On Monday, 5 December 2022 at 19:57:39 UTC, H. S. Teoh wrote:
> D's bounds checks are often touted as a major feature to prevent issues with buffer overflow and out-of-bounds accesses. Interestingly, "buffer overflow" and "out of bounds..." add up only to about 14% of the total issues. Nothing to sneeze at, but nonetheless not as big an issue as use-after-free bugs.
This doesn't mean that there are fewer "out of bounds" bugs in general. But they are less likely to become exploitable security vulnerabilities. The "use after free" bugs are relatively easily to exploit:
- The old buffer is freed.
- This part of memory is later allocated for storing some security sensitive information.
- Access via the old pointer results in leaking the sensitive information.
GC surely helps to mitigate the security aspect of this. But the bug in the application logic may still be there and only manifest itself as a memory leak (if the application still keeps a pointer to the data that is not supposed to be used anymore). A good coding practice in C/C++ is to explicitly set a pointer to NULL immediately after deallocating memory.
> Integer overflow is also sometimes brought up as something important; but at least according to the above categorization it only accounts for 2% of issues. So not as big a deal as some may have made it sound.
First, not every bug easily results in an exploitable security vulnerability. It's the same as with the "buffer overflow" vs. "use after free" case. And more importantly, C/C++ compilers are just safer than D compilers when it comes to integer overflows detection. Chromium developers are actively using UBSAN, which even allows detecting unsigned integer overflows:
-fsanitize=unsigned-integer-overflow: Unsigned integer overflow, where the result
of an unsigned integer computation cannot be represented in its type. Unlike signed
integer overflow, this is not undefined behavior, but it is often unintentional.
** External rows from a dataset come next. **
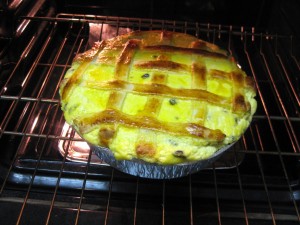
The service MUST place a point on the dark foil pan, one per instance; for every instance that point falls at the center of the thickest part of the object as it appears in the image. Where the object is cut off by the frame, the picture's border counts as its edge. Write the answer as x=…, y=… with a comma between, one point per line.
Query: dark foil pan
x=144, y=169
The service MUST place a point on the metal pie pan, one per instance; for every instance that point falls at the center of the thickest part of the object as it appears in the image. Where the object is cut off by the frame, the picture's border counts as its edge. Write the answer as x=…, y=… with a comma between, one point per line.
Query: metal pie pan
x=144, y=169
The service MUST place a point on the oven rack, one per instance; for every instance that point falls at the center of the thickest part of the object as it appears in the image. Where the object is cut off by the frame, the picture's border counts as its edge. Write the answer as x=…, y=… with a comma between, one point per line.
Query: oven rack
x=253, y=191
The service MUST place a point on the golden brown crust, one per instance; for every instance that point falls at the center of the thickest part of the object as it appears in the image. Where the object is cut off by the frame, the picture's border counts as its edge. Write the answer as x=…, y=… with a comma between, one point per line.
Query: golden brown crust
x=111, y=116
x=153, y=55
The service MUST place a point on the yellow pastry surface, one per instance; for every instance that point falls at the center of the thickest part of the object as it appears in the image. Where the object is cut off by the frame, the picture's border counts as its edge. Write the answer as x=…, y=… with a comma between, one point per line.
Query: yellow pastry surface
x=159, y=96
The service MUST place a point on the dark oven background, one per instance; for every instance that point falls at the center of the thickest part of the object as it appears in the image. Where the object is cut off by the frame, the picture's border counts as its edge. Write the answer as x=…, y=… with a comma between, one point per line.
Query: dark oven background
x=49, y=176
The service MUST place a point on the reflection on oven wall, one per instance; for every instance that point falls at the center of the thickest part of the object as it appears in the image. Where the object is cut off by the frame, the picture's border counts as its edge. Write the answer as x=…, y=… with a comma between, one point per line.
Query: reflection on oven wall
x=261, y=188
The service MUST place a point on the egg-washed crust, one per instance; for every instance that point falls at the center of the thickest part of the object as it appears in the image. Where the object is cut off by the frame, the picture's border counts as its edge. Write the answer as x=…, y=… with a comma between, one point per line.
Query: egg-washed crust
x=153, y=51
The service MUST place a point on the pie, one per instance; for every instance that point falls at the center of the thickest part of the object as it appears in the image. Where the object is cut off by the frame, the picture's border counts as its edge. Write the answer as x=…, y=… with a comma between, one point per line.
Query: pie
x=158, y=96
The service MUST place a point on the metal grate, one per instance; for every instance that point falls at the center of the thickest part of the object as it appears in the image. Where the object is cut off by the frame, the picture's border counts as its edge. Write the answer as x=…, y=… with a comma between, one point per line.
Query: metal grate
x=49, y=176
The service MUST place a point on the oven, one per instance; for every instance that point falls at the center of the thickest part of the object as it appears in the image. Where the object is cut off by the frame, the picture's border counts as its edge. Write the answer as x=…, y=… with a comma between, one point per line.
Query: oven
x=48, y=175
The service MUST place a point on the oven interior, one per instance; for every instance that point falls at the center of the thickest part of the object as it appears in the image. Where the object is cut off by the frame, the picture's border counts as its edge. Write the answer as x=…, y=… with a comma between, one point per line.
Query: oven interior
x=48, y=175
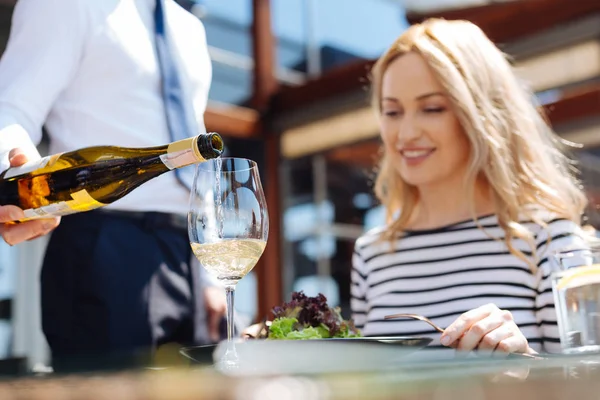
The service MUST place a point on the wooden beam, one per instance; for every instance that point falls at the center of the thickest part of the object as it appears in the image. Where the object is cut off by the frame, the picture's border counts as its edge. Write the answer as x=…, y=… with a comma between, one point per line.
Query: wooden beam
x=511, y=20
x=263, y=46
x=334, y=82
x=269, y=270
x=233, y=121
x=574, y=105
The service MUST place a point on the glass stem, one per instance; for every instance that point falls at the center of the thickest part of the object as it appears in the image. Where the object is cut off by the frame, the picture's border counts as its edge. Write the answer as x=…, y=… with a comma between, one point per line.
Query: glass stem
x=229, y=291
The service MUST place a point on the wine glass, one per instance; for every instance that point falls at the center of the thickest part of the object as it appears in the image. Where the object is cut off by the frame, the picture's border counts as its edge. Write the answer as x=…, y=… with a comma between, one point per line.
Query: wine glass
x=228, y=226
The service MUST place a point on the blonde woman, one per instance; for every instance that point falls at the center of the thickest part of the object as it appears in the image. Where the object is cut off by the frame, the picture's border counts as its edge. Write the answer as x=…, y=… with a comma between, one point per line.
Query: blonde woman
x=477, y=195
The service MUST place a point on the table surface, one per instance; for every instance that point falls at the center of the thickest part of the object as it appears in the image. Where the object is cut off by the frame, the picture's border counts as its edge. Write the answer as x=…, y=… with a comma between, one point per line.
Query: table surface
x=428, y=377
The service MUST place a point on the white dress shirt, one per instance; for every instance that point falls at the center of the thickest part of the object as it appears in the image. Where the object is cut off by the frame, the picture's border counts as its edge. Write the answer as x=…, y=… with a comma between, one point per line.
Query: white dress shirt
x=87, y=70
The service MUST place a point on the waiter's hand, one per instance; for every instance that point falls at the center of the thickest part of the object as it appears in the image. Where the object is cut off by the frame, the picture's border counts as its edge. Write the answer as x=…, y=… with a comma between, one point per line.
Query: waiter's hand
x=216, y=306
x=17, y=233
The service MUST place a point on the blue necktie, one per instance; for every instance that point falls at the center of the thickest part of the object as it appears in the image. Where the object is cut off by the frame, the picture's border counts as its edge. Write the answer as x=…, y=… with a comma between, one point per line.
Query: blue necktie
x=179, y=122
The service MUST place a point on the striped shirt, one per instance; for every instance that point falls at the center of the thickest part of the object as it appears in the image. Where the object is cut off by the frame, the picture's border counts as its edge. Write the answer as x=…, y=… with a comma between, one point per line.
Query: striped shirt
x=442, y=273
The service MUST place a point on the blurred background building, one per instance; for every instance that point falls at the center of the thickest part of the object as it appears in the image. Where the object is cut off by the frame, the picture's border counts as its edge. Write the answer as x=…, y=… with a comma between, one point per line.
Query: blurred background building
x=290, y=90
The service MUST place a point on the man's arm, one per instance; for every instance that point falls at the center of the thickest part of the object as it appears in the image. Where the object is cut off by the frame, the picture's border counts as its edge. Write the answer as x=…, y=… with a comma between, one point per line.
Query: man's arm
x=44, y=49
x=42, y=55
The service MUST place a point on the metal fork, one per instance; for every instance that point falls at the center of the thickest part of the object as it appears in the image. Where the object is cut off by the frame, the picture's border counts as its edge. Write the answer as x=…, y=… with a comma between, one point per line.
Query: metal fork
x=441, y=330
x=416, y=316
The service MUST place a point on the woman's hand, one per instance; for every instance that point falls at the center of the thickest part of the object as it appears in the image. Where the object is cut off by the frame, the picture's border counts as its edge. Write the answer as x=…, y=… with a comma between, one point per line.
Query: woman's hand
x=486, y=329
x=17, y=233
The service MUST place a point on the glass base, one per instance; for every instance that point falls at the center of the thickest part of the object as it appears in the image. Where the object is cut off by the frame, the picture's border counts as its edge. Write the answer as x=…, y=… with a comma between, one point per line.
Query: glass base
x=590, y=349
x=229, y=362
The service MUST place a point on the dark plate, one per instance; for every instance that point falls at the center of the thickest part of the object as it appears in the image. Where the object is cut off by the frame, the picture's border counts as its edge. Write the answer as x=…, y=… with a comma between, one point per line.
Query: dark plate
x=204, y=354
x=408, y=341
x=199, y=354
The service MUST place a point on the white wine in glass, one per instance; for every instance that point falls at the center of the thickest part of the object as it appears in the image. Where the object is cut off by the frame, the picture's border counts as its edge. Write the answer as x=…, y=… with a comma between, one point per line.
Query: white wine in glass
x=228, y=226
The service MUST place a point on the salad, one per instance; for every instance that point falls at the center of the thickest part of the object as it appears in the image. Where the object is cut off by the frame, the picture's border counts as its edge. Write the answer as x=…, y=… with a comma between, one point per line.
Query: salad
x=307, y=317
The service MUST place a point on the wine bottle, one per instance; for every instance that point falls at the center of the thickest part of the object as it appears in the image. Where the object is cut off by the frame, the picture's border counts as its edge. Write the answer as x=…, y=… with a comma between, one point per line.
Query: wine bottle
x=92, y=177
You can grep Chromium source code for no_sanitize
or even __attribute__((no_sanitize("unsigned-integer-overflow")))
if you don't believe me.
Many of the integer overflow bugs are caught by the C++ compiler via UBSAN during the development and never reach the end users. While D compilers don't offer any reasonable protection. Except for GDC, which supports -ftrapv
option as an undocumented "Easter egg".